Dutch navigation firm TomTom said on Tuesday it had lost a contract with automaker Volvo. The company said the contract to provide location and navigation services to Volvo, which was announced in 2016, had been ended before it was due to go into force in 2019. That fed into concerns of critics who said a deal Google made last month with Renault, another TomTom customer, meant the company risked being relegated to third place in its main market, with lower margins.
Volvo could not immediately be reached for comment on the contract. ING analysts said in a trading note that they believe the Swedish automaker had switched to Google, rather than the current leading player in the navigation market, HERE.
“Now that Google is making inroads, the mapping business has become a three-player market with TomTom, HERE and Google, which is clearly less attractive for TomTom than the two-player market it was before,” they said.
TomTom shares lost a quarter of their value in one day on Sept. 18 after Google announced a far-reaching supply deal with a group of automakers including Renault, Nissan and Mitsubishi.
Though the Volvo news knocked shares lower, TomTom reported better than expected third-quarter results on Tuesday, with core earnings rising to €62.4 million euro ($72.2 million) from $41.1 million a year earlier.
Group sales were slightly higher at $254 million euros, from $253 million in the third quarter of 2017.
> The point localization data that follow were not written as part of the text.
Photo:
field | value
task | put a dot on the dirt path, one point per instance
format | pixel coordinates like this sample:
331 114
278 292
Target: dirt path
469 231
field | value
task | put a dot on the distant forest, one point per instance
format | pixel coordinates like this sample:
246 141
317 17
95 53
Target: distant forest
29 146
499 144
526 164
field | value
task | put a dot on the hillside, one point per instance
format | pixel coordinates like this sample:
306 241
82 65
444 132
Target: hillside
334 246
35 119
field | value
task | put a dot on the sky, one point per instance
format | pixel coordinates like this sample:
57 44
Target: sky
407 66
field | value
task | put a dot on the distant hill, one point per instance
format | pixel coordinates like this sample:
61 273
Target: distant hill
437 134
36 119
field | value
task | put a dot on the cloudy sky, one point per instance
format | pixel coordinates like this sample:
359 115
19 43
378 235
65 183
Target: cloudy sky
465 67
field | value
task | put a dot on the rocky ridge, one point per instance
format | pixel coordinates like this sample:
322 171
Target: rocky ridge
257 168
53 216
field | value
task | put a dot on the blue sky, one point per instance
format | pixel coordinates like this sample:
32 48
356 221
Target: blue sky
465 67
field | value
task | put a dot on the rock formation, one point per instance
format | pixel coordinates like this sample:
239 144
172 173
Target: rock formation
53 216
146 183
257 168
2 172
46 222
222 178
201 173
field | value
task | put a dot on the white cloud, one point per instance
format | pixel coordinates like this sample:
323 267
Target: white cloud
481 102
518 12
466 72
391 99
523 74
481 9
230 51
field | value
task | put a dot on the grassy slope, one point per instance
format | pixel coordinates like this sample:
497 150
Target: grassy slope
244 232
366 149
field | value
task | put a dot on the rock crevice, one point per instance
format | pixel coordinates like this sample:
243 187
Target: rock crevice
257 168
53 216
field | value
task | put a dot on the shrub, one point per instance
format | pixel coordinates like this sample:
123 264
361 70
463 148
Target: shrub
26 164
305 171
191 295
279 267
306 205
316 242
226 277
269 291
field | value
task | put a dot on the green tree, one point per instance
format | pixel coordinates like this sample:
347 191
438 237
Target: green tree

While sales of the company’s traditional satellite navigation devices continued to fall, that was offset by sales to automakers and map licensing to customers Apple and Uber. The company also raised its full-year revenue outlook to $984 million from $955 million.
TomTom this month announced plans to sell its fleet management business, saying it would instead focus its energy on making digital maps used in highly automated driving — the business on which it has pinned its future.
It said it has seen “strong interest” for the fleet subsidiary, valued at roughly $810 million.
Harold Goddijn, CEO and co-founder, said recent new deals with PSA Group and BMW showed the viability of the company’s products.